Despite careful design, several limitations should be noted. First, attentional adherence was verified only by post-trial self-report, not by objective neurophysiological measures; future studies could incorporate electroencephalography or cognitive probes to strengthen causal inference. The study included only 19 older women, limiting generalizability to men and the ability to fully capture between-subject variability. Only sagittal-plane kinematics were analyzed, whereas the frontal and transverse planes may contain additional attention-relevant information. Participants' cognitive status was not formally assessed, which could confound attentional effects.

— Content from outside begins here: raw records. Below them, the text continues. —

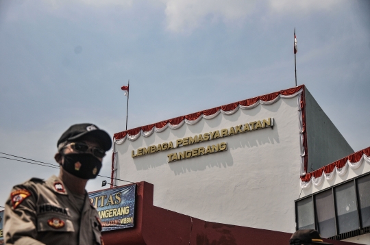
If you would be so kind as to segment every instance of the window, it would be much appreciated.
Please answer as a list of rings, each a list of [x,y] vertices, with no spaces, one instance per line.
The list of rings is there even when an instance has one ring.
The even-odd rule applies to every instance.
[[[315,195],[314,200],[319,232],[324,238],[334,236],[336,231],[332,190]]]
[[[295,217],[297,229],[324,238],[370,233],[370,172],[295,201]]]
[[[354,181],[334,188],[338,233],[360,229]]]
[[[297,202],[298,229],[314,229],[314,213],[312,197]]]
[[[357,181],[358,207],[361,213],[361,225],[370,227],[370,175]]]

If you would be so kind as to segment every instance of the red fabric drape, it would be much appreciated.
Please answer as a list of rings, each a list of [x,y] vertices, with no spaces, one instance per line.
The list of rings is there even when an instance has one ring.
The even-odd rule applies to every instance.
[[[254,103],[256,103],[257,101],[260,100],[260,96],[254,97],[252,99],[245,99],[244,101],[239,101],[239,105],[243,106],[249,106]]]
[[[204,111],[193,113],[191,114],[188,114],[188,115],[186,115],[186,116],[179,116],[179,117],[175,118],[172,118],[172,119],[169,119],[169,120],[163,120],[163,121],[155,123],[155,124],[151,124],[151,125],[146,125],[146,126],[143,126],[143,127],[138,127],[138,128],[130,129],[130,130],[127,130],[127,131],[122,131],[122,132],[114,133],[114,138],[115,138],[116,140],[121,139],[121,138],[124,138],[125,136],[126,136],[126,134],[127,133],[128,133],[128,134],[130,136],[136,135],[136,134],[140,133],[140,130],[143,130],[144,131],[150,131],[150,130],[151,130],[153,129],[153,127],[156,127],[158,129],[161,129],[163,127],[166,126],[166,125],[167,123],[169,123],[169,122],[170,122],[173,125],[177,125],[178,124],[180,124],[185,118],[186,118],[187,120],[194,120],[197,119],[201,114],[204,114],[205,116],[213,115],[214,114],[217,113],[219,109],[221,109],[223,111],[231,111],[231,110],[234,109],[238,106],[238,105],[243,105],[243,106],[249,106],[249,105],[251,105],[257,103],[257,101],[258,101],[258,100],[260,100],[260,99],[263,101],[271,101],[271,100],[275,99],[279,94],[283,94],[283,95],[293,94],[297,92],[297,91],[299,91],[302,88],[304,88],[304,85],[301,85],[301,86],[298,86],[298,87],[292,88],[289,88],[289,89],[284,90],[281,90],[280,92],[276,92],[262,95],[261,96],[257,96],[257,97],[254,97],[254,98],[241,101],[238,101],[238,102],[232,103],[228,104],[228,105],[219,106],[219,107],[214,107],[214,108],[205,109]],[[304,109],[304,105],[304,105],[304,96],[303,96],[303,97],[304,97],[304,99],[303,99],[304,104],[301,104],[301,109]],[[304,119],[304,131],[305,131],[305,129],[306,129],[306,118],[304,117],[304,112],[302,114],[302,116],[304,117],[303,119]],[[304,138],[306,139],[306,136],[304,136]],[[306,140],[305,140],[306,141]],[[304,143],[304,144],[306,145],[307,143],[306,142]],[[305,151],[306,151],[306,154],[307,155],[307,149],[306,149],[306,147],[305,147]],[[307,157],[306,157],[306,159],[307,159]],[[305,169],[305,170],[306,170],[306,167],[305,167],[305,168],[306,168],[306,169]]]
[[[280,94],[280,92],[272,92],[271,94],[260,96],[260,99],[262,101],[270,101],[274,99],[276,99],[279,94]]]
[[[301,180],[304,182],[308,182],[311,180],[312,176],[312,174],[311,172],[309,172],[308,174],[306,174],[305,176],[302,176],[301,177]]]
[[[341,168],[344,167],[347,160],[349,160],[349,162],[358,162],[358,161],[360,161],[360,159],[361,159],[363,154],[365,154],[367,156],[370,156],[370,147],[366,148],[361,151],[358,151],[353,154],[349,155],[347,157],[340,159],[339,160],[332,162],[330,164],[328,164],[322,167],[321,168],[319,168],[311,172],[308,172],[306,175],[301,177],[301,180],[307,182],[308,180],[310,180],[310,179],[311,179],[311,177],[312,176],[314,176],[315,178],[320,177],[321,174],[319,173],[321,172],[322,170],[323,170],[325,173],[329,174],[334,170],[334,168],[336,166],[338,168]]]
[[[231,104],[221,106],[221,109],[224,112],[232,111],[239,105],[238,102],[232,103]]]
[[[178,116],[175,118],[170,119],[169,120],[169,122],[173,125],[177,125],[184,120],[185,120],[185,116]]]
[[[370,157],[370,147],[365,149],[362,151],[363,151],[365,155],[366,155],[368,157]]]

Methodologically, PCA was restricted to the first three components to reduce dimensionality and highlight overall patterns, but this restriction may have obscured subtle differences in individual joint motions or gait phases. The moderate test accuracy of the displacement-based model (76.2%) represents an improvement over chance but should be interpreted cautiously; future work should include baseline classifiers, larger samples, and post hoc analyses of feature contributions. Finally, data were collected during controlled level walking; therefore, generalizability to real-world environments remains to be investigated.
5.1. Conclusions
This study demonstrated that angular joint displacement features, particularly after dimensionality reduction, provide meaningful information about attentional states (internal vs external) during gait in older adults. A machine learning model based on these features accurately classified attentional strategies, whereas velocity-based and combined models showed weaker performance. These findings indicate that angular kinematics can serve as a practical, low-cost indicator for monitoring cognitive-motor interactions in older adults. Future research should include larger sample sizes, time-series-based models, and evaluations in real-world walking environments to enhance generalizability.